Deste modo, ao contrário do alegado pela Recorrente, a observância dos mencionados princípios da descoberta da verdade material, do inquisitório e da colaboração, não se traduz em qualquer dever da AT de se substituir à impugnante na realização da prova, redundando numa inversão do ónus da prova, dado que, trata-se de matéria que está aquém do ónus da prova, o que significa que, só no final, depois de concluídas as pertinentes diligências para obter os elementos relevantes no domínio apontado, seria feita a apreciação de todo o matéria disponível no sentido de saber se existiam elementos para validar e com que alcance a pretensão do sujeito passivo, sendo nesta fase que funcionaria então o ónus da prova a que alude a Recorrente.

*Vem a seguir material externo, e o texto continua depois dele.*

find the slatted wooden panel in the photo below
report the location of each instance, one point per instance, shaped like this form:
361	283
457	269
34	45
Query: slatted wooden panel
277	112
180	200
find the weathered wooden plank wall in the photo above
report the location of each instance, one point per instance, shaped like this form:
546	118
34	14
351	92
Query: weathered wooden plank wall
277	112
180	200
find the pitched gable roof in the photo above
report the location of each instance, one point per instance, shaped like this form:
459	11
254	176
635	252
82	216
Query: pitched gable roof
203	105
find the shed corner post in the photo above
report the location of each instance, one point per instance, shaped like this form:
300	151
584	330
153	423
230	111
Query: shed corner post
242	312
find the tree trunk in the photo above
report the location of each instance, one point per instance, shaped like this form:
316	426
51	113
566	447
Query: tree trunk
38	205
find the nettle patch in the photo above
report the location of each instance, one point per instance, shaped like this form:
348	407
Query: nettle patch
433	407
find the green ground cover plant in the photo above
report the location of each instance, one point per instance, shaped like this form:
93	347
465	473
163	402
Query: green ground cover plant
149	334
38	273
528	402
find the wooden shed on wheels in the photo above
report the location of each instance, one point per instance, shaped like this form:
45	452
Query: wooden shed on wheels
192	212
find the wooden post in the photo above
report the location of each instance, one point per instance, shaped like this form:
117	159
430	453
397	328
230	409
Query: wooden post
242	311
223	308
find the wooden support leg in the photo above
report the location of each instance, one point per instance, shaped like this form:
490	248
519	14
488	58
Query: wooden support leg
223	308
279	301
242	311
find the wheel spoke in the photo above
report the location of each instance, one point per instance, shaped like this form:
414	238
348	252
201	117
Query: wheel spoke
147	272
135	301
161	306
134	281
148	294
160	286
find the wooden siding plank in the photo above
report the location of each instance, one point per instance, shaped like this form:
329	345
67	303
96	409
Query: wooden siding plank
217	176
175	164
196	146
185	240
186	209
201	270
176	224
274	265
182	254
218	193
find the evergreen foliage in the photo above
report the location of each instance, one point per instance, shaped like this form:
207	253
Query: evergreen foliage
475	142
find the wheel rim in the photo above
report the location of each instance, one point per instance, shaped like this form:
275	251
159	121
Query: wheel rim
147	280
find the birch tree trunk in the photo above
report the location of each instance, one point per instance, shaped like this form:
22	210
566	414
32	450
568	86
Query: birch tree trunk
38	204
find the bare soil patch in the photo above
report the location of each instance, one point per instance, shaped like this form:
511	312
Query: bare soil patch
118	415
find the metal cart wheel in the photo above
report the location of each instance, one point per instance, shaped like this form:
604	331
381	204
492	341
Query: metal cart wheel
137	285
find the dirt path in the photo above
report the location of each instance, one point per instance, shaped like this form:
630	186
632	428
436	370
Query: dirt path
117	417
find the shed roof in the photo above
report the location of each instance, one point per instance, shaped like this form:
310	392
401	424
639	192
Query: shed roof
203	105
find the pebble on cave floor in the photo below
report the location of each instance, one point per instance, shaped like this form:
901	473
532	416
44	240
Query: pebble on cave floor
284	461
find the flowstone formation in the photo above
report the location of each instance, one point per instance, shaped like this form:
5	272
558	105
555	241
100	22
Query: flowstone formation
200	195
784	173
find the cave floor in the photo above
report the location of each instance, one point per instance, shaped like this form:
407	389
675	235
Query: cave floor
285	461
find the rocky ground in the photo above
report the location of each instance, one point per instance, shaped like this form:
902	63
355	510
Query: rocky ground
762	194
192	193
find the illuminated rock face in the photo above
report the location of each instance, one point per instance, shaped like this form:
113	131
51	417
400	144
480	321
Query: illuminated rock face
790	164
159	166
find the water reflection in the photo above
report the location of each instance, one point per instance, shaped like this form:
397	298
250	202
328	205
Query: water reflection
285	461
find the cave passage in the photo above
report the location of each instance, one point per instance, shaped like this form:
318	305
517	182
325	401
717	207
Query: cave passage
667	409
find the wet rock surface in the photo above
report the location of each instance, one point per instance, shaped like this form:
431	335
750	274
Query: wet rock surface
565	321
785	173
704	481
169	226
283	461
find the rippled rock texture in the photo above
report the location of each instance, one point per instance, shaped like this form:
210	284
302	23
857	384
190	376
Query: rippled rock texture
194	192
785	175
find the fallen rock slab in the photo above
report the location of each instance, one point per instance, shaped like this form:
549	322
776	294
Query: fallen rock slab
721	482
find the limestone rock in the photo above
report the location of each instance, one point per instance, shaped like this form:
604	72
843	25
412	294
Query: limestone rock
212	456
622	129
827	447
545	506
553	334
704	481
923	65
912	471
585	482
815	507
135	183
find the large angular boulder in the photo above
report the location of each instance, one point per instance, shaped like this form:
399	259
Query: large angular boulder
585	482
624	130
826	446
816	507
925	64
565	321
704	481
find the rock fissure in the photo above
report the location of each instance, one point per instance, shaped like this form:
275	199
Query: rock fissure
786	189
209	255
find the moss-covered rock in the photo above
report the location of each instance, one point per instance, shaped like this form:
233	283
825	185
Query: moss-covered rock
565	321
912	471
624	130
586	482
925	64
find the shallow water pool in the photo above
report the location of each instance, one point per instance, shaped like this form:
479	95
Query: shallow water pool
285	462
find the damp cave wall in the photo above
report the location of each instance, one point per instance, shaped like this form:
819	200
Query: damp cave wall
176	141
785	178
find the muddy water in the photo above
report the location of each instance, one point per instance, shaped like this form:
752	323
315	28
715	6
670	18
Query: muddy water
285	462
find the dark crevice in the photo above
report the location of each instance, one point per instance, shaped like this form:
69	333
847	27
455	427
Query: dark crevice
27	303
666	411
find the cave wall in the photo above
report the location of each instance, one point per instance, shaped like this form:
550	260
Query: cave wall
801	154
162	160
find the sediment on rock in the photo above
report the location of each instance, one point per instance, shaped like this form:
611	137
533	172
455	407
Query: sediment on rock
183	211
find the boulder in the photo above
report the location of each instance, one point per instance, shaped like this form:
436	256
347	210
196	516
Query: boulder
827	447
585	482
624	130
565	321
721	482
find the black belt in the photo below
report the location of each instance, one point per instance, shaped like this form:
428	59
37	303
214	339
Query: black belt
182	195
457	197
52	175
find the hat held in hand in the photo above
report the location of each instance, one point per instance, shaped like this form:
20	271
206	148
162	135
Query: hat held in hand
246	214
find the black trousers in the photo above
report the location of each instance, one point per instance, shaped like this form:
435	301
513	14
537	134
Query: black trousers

Nesta medida, perante o enquadramento da situação em apreciação nos autos, no final, temos de acolher o exposto na decisão recorrida quando aponta que o “entendimento de que a administração tributária, em face das circunstâncias do caso concreto, tinha efectivamente o dever de realizar diligências junto dos fornecedores da Impugnante com vista à obtenção dos documentos comprovativos das operações em causa e que esta se viu impossibilitada de obter, e não o tendo feito, é de concluir que foram violados pela AT os princípios da descoberta da verdade material e de colaboração e de cooperação recíprocas com o contribuinte”, o que significa a decisão recorrida não merece qualquer censura, situação que tem um verdadeiro efeito de implosão no que concerne ao presente recurso.

4. DECISÃO
Nestes termos, acordam em conferência os juízes da Secção de Contencioso Tributário deste Tribunal, de harmonia com os poderes conferidos pelo art. 202.º da Constituição da República Portuguesa, em negar provimento ao recurso jurisdicional interposto pela Recorrente, mantendo-se a decisão judicial recorrida.

Custas pela Recorrente.

Notifique-se. D.N..

Lisboa, 13 de Dezembro de 2023. - Pedro Nuno Pinto Vergueiro (relator) - Anabela Ferreira Alves e Russo - José Gomes Correia.